The Radio 4 drama Craven, features Maxine Peake playing a dedicated and determined detective investigating the fictional murder of children by their father after a family break up. In episode 5 - broadcast last week - the fictional detective says "I think a women should be free to change her mind with having her children killed" and "these killers are written about like there is a nobility in it ......... like there is this tragic man" I did find myself agreeing with this fictional detective because in the real world almost every time a small helpless child is killed by their father it is called a 'tragedy'!
It is sadly ironic that there was a similar case in the papers in the same week. The reports say that a suspect believed to be the girl's father shot a girl, aged between six and eight, in the head in a small village near Rye. Sadly, she has since died.
Predictably a senior police officer was quoted as saying "We are treating this as a tragic domestic incident and do not believe anyone else is involved". Of course these police officers are feeling the horror of the situation and no doubt searching for words to describe it - but everyone uses the same words - 'tragedy' or 'tragic' when a parent kills one or more of their children.
A quick search found the report of a father, living near Shrewsbury who killed his three children in 2012 - here is an extract from the Telegraph report - 'Ceri Fuller, 35, knifed son Sam, 12, and daughters Rebecca, eight, and seven-year-old Charlotte, before being found dead alongside them at the bottom of a 65ft-high cliff in a disused quarry. Police described it as a "tragic family situation".
Yet another incident in 2012 - a father kills his two children in Hampshire and yet again a police officer is quoted as saying - the "tragic incident" happened during an arranged visit. Very often the case will involve a family break up or estrangement - though not always - and in most cases the father takes his own life afterwards.

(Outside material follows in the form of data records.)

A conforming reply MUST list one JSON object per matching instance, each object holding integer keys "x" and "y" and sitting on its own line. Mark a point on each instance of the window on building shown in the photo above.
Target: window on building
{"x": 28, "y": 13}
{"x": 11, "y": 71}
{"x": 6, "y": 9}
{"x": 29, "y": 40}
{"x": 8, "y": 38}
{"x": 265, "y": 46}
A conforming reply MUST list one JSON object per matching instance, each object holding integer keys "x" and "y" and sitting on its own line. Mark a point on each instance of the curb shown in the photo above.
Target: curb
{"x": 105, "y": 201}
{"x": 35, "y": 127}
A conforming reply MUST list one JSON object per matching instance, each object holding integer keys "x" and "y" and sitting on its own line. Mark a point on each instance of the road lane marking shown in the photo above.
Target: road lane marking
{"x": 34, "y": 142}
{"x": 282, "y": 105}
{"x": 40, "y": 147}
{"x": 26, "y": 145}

There are plenty of other examples - so like the fictional detective I ask the question - why do we call the brutal killing of some of our young citizens a 'tragedy' when their own father is the killer when we would not call it that if a stranger carried out the same brutal crime? These men are not 'tragic' figures - they are (or were) brutal criminals - whether they survive or not. These are horrible crimes carried out on the most vulnerable people by someone in a position of power and trust - it is the ultimate act of betrayal for a parent on a child.
I say this because it is probable that there are other men out there (and some women) thinking about doing this awful crime and we should at least call them what they are - cowardly, violent people who can't face up to the stresses of life without resorting to terrible crimes. For those thinking of carrying out such a crime should not see themselves as tragic figures.
The family of both the killer and of the victims suffer beyond description and we should be careful not to increase their suffering. But I also think it says something quite bad about the rest of us that we are content to write these things off as just tragedies. It says something about it just being a family matter - that until you are an adult your life is worth less. It says something about children being a father's possession to do with as he wants.
I think it also says something about our attitudes to other vulnerable people - to the children in care who were left at the mercy of abusers - to women who suffer domestic violence (as do men of course) and some who face losing their lives at a time when we are busy closing down refuges. There are some people whose lives are not seen as equal and valued as others.
Someone should be outraged on behalf of the children who lose their lives this way because they are more than just the children of the man who killed them - they were individuals who deserved to have the rest of their lives to enjoy.
It may not be for the police to express the appropriate outrage at the loss of any young persons life as a result of a brutal crime but equally they should not diminish the severity of it. So next time a father kills his children - which sadly will happen because it always does - perhaps the senior police officer can resist calling it a tragedy. If he or she doesn't feel they can call it what it is - because it will be subject to a Coroner's inquest - then don't call it anything: just give out the facts.